The problem with reality television is that conflict or disaster must lurk around every corner. After Ridgewood's Bazzini restaurant's television appearance on Fox's Kitchen Nightmares, we sought to discern the true reality.
I've visited 28 Oak St. in its previous incarnations, and most times the food was good.
But only my partner had dined there after Paul and Leslie Bazzini took it over, and he always praised the food. So I was looking forward to dinner there on a recent Tuesday night.
We made a reservation for 6 p.m. and arrived 10 minutes early. The sign says the restaurant opens at 5:30 p.m., so when we found the door locked, we thought maybe the restaurant had unexpectedly closed.
I was reminded of one of Kitchen Nightmares opening scenes when Chef Gordon Ramsay comes up to Bazzini's door and bangs on it in frustration because the place was not opened for lunch. (The scene struck me as so fake. I'm sure his producers told him it was not opened for lunch long before he ever arrived in Ridgewood to tape his show.)
But we thought Bazzini's would be opened for dinner on a Tuesday night, and I had promised my editor a review of the place. So my partner decided to go around back and see if anyone was in the kitchen. He got Chef Paul Bazzini's attention—and irritation—by pounding on the back door. Then the restaurant's lone server came out and unlocked the front for us.
At that point Bazzini came out, and, instead of apologizing, told us we hadn't been kept waiting more than a few minutes. (How long is too long?) The server also said she had no reservation. It was a rocky start. (Apparently they had not opened the doors on time, because Bazzini was being interviewed about his Feb. 5 television appearance.)

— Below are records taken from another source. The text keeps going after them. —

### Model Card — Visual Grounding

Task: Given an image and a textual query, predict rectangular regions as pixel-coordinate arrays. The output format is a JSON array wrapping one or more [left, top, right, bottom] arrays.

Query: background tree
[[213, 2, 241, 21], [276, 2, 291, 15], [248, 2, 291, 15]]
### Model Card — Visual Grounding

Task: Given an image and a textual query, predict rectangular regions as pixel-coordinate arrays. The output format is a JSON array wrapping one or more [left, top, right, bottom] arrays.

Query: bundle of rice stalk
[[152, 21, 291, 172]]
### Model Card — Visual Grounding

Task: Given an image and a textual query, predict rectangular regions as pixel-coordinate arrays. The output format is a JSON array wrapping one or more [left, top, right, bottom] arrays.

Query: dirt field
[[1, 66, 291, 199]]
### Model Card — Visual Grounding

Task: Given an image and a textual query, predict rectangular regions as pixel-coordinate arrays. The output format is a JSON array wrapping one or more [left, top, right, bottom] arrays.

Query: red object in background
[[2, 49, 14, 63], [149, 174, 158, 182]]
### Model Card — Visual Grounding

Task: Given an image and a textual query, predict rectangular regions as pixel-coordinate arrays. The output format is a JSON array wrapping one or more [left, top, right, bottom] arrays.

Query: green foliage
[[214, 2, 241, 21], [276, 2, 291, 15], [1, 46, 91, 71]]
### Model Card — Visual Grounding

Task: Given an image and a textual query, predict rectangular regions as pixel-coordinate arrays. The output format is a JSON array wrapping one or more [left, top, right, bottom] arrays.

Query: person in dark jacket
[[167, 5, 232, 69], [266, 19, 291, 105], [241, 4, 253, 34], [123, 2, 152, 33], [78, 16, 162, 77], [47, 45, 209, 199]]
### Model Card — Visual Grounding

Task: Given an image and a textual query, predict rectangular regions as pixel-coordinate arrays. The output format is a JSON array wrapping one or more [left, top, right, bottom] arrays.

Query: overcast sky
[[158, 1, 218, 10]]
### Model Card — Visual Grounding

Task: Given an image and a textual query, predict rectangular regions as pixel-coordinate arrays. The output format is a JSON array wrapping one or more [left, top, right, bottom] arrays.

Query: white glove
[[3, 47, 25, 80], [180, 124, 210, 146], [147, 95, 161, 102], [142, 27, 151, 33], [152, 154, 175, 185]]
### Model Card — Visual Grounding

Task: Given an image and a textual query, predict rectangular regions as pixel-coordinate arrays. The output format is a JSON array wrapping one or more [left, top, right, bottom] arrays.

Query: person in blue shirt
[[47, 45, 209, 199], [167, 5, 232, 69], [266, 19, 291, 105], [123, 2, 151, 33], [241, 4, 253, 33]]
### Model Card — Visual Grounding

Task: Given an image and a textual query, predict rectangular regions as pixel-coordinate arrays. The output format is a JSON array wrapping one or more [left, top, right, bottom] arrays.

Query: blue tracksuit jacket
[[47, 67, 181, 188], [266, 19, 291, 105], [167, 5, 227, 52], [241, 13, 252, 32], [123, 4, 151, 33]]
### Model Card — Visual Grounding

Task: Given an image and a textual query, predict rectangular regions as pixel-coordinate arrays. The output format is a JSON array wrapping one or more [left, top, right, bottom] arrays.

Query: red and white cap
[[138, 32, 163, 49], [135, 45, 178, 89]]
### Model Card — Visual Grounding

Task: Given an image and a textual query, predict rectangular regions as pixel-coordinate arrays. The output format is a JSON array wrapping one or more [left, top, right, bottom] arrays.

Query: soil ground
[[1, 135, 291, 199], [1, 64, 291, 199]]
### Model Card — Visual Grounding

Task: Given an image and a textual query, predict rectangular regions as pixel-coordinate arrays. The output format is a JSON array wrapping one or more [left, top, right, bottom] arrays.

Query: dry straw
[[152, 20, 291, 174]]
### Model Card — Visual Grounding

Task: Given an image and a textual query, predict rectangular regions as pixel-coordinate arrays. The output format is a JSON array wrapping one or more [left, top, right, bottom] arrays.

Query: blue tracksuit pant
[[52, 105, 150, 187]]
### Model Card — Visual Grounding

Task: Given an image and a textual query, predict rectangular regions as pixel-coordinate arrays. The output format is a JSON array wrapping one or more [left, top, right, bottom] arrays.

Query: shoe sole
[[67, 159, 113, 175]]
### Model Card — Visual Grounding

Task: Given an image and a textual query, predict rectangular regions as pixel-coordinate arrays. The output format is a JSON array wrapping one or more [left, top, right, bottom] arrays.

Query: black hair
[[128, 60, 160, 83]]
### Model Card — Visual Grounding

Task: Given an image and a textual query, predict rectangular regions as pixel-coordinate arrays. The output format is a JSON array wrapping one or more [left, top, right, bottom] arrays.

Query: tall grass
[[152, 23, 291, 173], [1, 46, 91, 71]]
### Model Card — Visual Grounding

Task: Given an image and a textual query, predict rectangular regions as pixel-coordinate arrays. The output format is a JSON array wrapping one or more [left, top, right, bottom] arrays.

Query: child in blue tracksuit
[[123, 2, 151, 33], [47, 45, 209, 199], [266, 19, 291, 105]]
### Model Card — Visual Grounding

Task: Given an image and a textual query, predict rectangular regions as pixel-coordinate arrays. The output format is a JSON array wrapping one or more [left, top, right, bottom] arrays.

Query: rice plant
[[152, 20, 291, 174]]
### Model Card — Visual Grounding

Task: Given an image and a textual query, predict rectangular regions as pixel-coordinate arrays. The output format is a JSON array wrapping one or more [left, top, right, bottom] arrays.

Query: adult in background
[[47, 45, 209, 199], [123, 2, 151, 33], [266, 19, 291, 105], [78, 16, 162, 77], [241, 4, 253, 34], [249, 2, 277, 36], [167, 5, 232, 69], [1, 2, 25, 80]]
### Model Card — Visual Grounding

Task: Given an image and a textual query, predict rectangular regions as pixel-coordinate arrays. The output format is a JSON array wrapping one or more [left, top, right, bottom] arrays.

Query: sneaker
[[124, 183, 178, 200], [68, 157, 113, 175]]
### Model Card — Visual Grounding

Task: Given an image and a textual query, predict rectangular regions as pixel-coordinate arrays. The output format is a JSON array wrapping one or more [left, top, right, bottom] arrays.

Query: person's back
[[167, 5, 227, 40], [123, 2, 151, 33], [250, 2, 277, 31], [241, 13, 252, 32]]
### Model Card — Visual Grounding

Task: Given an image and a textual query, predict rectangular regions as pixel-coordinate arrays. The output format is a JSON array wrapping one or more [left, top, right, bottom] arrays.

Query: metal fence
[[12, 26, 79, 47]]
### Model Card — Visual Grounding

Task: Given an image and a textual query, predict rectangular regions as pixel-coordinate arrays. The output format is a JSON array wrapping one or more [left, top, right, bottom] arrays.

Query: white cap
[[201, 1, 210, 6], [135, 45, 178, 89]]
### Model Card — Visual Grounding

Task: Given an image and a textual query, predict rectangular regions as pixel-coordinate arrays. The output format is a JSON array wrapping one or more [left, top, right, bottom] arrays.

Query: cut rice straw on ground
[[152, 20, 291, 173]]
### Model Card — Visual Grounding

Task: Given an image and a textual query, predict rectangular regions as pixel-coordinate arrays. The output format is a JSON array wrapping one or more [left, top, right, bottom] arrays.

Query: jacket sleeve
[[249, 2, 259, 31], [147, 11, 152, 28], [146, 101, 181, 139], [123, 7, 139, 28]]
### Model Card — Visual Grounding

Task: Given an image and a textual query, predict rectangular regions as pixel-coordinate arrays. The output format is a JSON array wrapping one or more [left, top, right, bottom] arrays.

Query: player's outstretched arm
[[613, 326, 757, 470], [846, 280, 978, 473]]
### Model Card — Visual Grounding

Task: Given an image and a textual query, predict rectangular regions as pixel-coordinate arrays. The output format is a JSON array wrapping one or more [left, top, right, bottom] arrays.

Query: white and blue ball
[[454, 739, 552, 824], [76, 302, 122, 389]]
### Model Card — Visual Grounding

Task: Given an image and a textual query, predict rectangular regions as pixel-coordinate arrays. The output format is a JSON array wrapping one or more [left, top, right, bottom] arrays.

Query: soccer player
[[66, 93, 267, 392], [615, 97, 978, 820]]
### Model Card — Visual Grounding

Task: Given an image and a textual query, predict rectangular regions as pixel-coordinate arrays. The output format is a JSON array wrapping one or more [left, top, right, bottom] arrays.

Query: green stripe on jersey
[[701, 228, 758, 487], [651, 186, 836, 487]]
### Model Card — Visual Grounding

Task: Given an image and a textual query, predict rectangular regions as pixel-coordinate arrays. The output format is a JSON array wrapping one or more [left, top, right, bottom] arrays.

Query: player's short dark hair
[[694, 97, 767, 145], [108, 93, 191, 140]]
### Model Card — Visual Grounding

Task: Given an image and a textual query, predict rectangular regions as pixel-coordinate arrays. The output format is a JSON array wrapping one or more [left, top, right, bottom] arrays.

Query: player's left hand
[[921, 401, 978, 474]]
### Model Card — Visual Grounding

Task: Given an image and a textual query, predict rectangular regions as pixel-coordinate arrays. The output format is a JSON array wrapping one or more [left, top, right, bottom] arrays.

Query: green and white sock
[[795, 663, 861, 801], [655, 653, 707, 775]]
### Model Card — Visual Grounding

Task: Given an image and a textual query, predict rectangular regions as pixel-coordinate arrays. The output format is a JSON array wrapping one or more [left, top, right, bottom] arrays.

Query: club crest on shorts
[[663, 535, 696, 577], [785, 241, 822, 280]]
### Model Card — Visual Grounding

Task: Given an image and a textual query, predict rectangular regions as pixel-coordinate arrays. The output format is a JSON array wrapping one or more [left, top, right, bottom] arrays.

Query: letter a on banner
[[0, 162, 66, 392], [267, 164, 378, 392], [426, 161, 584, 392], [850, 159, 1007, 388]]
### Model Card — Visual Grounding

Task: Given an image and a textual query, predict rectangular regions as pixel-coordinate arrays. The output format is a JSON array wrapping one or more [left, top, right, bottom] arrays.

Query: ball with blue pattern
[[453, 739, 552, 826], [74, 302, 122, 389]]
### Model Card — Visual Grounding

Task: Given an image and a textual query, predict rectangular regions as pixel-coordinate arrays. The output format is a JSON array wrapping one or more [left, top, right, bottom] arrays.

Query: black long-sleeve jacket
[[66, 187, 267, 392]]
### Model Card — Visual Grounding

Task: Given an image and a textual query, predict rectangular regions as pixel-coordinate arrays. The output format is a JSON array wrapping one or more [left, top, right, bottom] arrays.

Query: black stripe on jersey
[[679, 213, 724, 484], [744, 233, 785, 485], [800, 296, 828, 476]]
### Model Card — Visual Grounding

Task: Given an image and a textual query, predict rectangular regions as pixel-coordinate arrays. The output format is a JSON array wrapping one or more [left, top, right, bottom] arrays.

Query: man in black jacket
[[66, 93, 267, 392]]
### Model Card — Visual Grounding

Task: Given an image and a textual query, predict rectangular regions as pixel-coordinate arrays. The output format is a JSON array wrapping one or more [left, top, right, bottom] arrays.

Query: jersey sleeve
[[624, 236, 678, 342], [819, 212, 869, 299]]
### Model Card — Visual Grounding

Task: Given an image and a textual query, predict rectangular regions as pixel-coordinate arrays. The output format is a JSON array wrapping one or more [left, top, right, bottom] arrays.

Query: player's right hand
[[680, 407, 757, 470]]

We decided to stay even though we were the only ones in the place, which usually is not reassuring. Why is nobody else in the place? Why does it look as if they are not expecting anybody else?
To start, I had the portobello mushroom salad with arugula, and it was very nicely done—the portobellos not over or underdone—and my partner had the polenta with asparagus, which he also enjoyed.
When the server came to clear, she took our forks off our plates and laid them back on the table. Apparently Bazzini's, which is rather formal and charges $18 and up for entrees, only provides one set of silverware—a tacky note in an otherwise nice looking, well-appointed space.
For the entrée, I had the tagliatelle with Sicilian-style veal meatballs in a marinara sauce, which was very good, while my partner had shrimp risotto, which he found a little salty but still nice.
For dessert, the lemon tart was pedestrian, but the pecan tart was a hit with my partner because it was not too sweet.
At the end of the evening, I asked Bazzini if I could interview him the next day, and we made an appointment to talk at 3 p.m. I wanted to know if he had it to do over if he would have still done Kitchen Nightmares, how he had become such a good pasta maker, when he decided he wanted to be a chef and where he went to school.
But when I called at 3 p.m., I was told that Bazzini wasn't coming because it was snowing. I left my number, but he never returned the call. I left several more messages when I could reach a live person but in the main, I was not able to reach anyone but the restaurant's answering machine.
Apparently even when you leave a reservation, it doesn't count unless they call you back and reconfirm. If they do call you back, they leave no message so if you don't recognize the number, you are out of luck. But even when you call back you still get the machine and so have no way of knowing if you have the reservation or not.
The night we were there, however, only one other couple came in so reservations may not be necessary most nights.
The food is good, but when it comes to service, there may have been a grain of truth in that reality show.